4. Verifique a cobertura do Fundo Garantidor de Créditos

Para quem investe, é fundamental confirmar se o banco é coberto pelo FGC, que garante até R$ 250 mil por Cadastro de Pessoas Físicas (CPF) ou Cadastro Nacional da Pessoa Jurídica (CNPJ), com teto global de R$ 1 milhão pago a cada quatro anos.

O FGC cobre os seguintes recursos e investimentos:

  • Contas correntes e poupança;
  • CDB e RDB;
  • Letras financeiras dos seguintes tipos: LCI, LCA, LC, LH, LCD;
  • Depósitos a prazo;
  • Operações compromissadas com títulos elegíveis.
  • Em caso de liquidação, o FGC é o caminho para recuperar os valores dentro do limite.

Recursos e investimentos não cobertos pelo FGC:

  • CRI e CRA;
  • Debêntures;
  • Letras financeiras dos seguintes tipos: LF, LI, LIG; 
  • Títulos públicos, porque esses papéis são cobertos pelo Tesouro Nacional;
  • Títulos de capitalização;
  • Fundos de renda fixa: em caso de quebra, têm CNPJ separado da instituição e podem ir para outro gestor;
  • Depósitos no exterior;
  • Depósitos judiciais.

O correntista deve estar ciente de que perderá esses valores em caso de quebra da instituição.

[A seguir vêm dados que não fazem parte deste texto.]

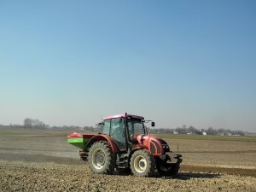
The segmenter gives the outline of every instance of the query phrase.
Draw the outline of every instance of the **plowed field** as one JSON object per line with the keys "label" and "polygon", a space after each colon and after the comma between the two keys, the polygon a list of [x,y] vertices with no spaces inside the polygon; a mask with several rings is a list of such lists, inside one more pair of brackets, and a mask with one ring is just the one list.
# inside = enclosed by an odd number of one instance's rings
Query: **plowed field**
{"label": "plowed field", "polygon": [[0,191],[256,191],[253,138],[227,143],[164,138],[171,146],[179,143],[184,158],[180,172],[143,178],[91,173],[77,148],[67,143],[67,134],[0,130]]}

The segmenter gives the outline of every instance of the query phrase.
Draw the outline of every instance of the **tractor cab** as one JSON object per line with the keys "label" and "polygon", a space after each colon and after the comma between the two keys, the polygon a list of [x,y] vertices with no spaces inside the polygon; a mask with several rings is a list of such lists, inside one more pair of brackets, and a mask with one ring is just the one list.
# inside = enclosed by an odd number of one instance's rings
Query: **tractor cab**
{"label": "tractor cab", "polygon": [[120,151],[137,144],[137,135],[148,134],[143,117],[126,113],[104,118],[102,132],[113,139]]}

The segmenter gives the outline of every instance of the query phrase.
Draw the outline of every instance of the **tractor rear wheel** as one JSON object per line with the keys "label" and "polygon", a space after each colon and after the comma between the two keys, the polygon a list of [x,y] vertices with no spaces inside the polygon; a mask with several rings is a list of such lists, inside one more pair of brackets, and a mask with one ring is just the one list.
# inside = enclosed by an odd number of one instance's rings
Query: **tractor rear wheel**
{"label": "tractor rear wheel", "polygon": [[148,151],[139,149],[131,155],[130,166],[134,175],[150,177],[155,170],[155,160]]}
{"label": "tractor rear wheel", "polygon": [[114,155],[107,142],[96,142],[91,145],[88,162],[90,170],[95,173],[112,174],[114,171]]}

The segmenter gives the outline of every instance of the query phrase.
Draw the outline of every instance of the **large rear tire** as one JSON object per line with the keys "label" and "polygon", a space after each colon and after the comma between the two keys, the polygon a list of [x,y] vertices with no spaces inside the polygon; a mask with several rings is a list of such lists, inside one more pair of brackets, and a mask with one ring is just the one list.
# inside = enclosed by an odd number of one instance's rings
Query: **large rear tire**
{"label": "large rear tire", "polygon": [[154,158],[143,149],[134,152],[131,158],[130,166],[132,173],[139,177],[150,177],[155,171]]}
{"label": "large rear tire", "polygon": [[114,155],[107,142],[96,142],[88,154],[91,172],[97,174],[113,174],[115,167]]}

5. Desconfie de rentabilidade fora do padrão

  • Bancos pequenos oferecem taxas maiores que bancos grandes e de baixo risco;
  • Bancos em dificuldade podem oferecer taxas muito acima da média do mercado para captar recursos rapidamente;
  • Retornos extraordinários quase sempre vêm acompanhados de maior risco;
  • No caso de CDBs, a taxa máxima recomendada está em 115% do Certificado de Depósito Interbancário (CDI). O Banco Master oferecia taxas de 140% do CDI.

6. Fique atento aos sinais de alerta

Não é possível prever com exatidão se um banco será liquidado, mas alguns indícios ajudam:

  • Queda contínua do Índice de Basileia;
  • Prejuízos recorrentes nos balanços;
  • Rebaixamento de rating;
  • Notícias sobre investigações ou intervenção;
  • Ofertas agressivas de captação;
  • Entrada em regimes especiais do Banco Central, como o Regime de Administração Especial Temporária (RAET).

No caso do Will Bank, liquidado recentemente, o Índice de Basileia estava negativo em 5,3% em junho de 2024. O Índice de Imobilização estava negativo em 1,9% na mesma data, mesmo com lucro líquido de R$ 55,5 bilhões.

7. Compare com investimentos mais seguros

Para reduzir riscos, especialistas destacam:

  • Tesouro Direto: risco de crédito considerado o menor do país;
  • CDBs, LCIs e LCAs de grandes bancos, com alta solidez e proteção do FGC.